Why are fiddlers happy people? … Because they are fretless!
Ok – Not the funniest joke in the world. It would fly right over a non-player’s head, but I’m sure you get it.
It’s been a few days since I removed my Don’t Fret from my fiddle and become fretless. The first day I felt pretty confident and rather pleased with my intonation without the use of this visual aide. I wasn’t perfect, but when I missed a note, I was able to guide my finger a bit up or down and hit the right note. Luckily, I have a good ear for pitch.
I missed my practice on Tuesday, and when I picked up my fiddle for practice on Wednesday, things did not go so well in the beginning. All of a sudden I wondered if I had done the right thing removing the Don’t Fret. However, after I relaxed a bit, my fingering and intonation improved.

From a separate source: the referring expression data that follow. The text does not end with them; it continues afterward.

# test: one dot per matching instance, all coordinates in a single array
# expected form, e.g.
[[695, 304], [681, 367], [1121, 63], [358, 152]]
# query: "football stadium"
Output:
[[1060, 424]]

The song I am currently working on requires the use of my 4th finger, and this is rather new to me. Try as I might, I could not quite get it right. The pitch was way off. Even looking at the finger board I could not visualize where my pinky should go, or what it should look like in relation to my third finger. I decided that it might help to put just a piece of tape at the fourth finger position.
I began looking around the house, and while I found all kinds of tape, there were none I wanted to risk sticking onto my finger board. I figured painter’s tape might do the trick, but I had none. I decided to check the internet and see what types of tape can be used without leaving a gooey or hard-to-remove residue on the finger board. After reading a few articles, I found graphic chart tape mentioned a few times, so I looked it up.
I decided on a product that received 96% five star reviews for ease of placement and removal, but most importantly for not leaving any type of permanent mark on the finger board. I ordered these tapes and had them within 24 hours…fast!
The next thing I did was look up the measurements for placing tapes. I found a very good article and accompanying video on StringClub called Learn How To Put Fingerboard Tapes On Your Violin. You can read the article, complete with illustrations, by clicking the link above. Here’s the video.
I followed Todd’s instructions meticulously. I even made a template on a piece of card stock that I could hold against my finger board eliminating any chance of scratching it with a ruler. I placed the template on my finger board up against the nut, made a mark with a pencil at 4 and 1/8 inches, and placed a piece of tape over the mark. Easy peasy!
Armed with my 4th finger helper, I began playing. When I got to that 4th finger on the E string, and what should have been a B, a strange, unrecognizable note emitted from my fiddle. I tried again, same awful note. I double checked my template measurements. They looked correct. I wondered what was wrong when it dawned on me that I had placed the template on my finger board backwards! So, I I held the template against the nut, this time in the correct position, and relocated the tape. Quite a difference! With the help of that tape I was able to hit the B with my pinky.
I guess I will leave that tape on until I can hit that fourth position on a regular basis. I am happy now, but I am still not fretless, except for that one tape.